According to the National Health and Nutrition Examination Survey, the prevalence of hypertension and hypercholesteremia (>240 mg/dL) in the presence of severe hTG (500–2000 mg/dL) is 31.3% and 66.7%, respectively. While the vascular effects of elevated hypertriglyceridemia are controversial, high cholesterol is a known risk factor for developing atherosclerosis and hypertension. The chronic effects of hypertension on the retina caused by atherosclerosis predispose patients to visual loss from retinal ischemia.

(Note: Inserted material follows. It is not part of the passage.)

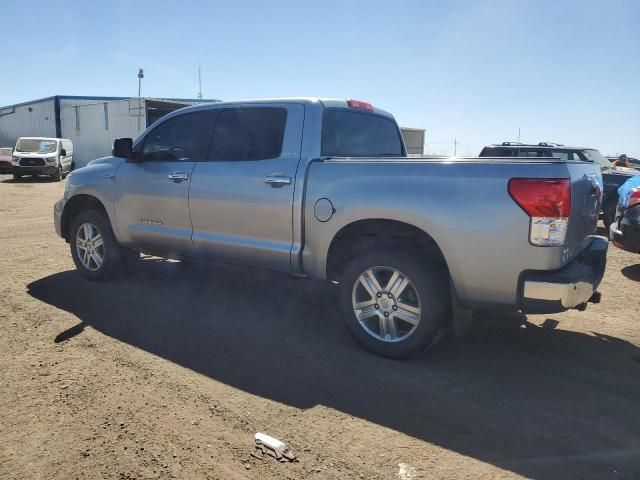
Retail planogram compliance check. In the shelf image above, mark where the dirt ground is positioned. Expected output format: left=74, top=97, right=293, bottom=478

Our case presents a unique presentation of lipemia retinalis with intermittent visual loss likely due to hypertensive retinopathy. While in this case, the patient had presented with symptomatic retinal ischemia, the presence of lipemia retinalis and its high prevalence of comorbidities such as hypertension may hold clinical relevance in such patients. While more epidemiological studies are needed, patients with hypertriglyceridemia and associated hypercholesterolemia may warrant closer monitoring and prevention of hypertension and hypertensive complications. A thorough history aids stratification of patient’s risk for other conditions such as retinal vein or artery occlusions and hypertensive retinopathy and is prudent in these cases.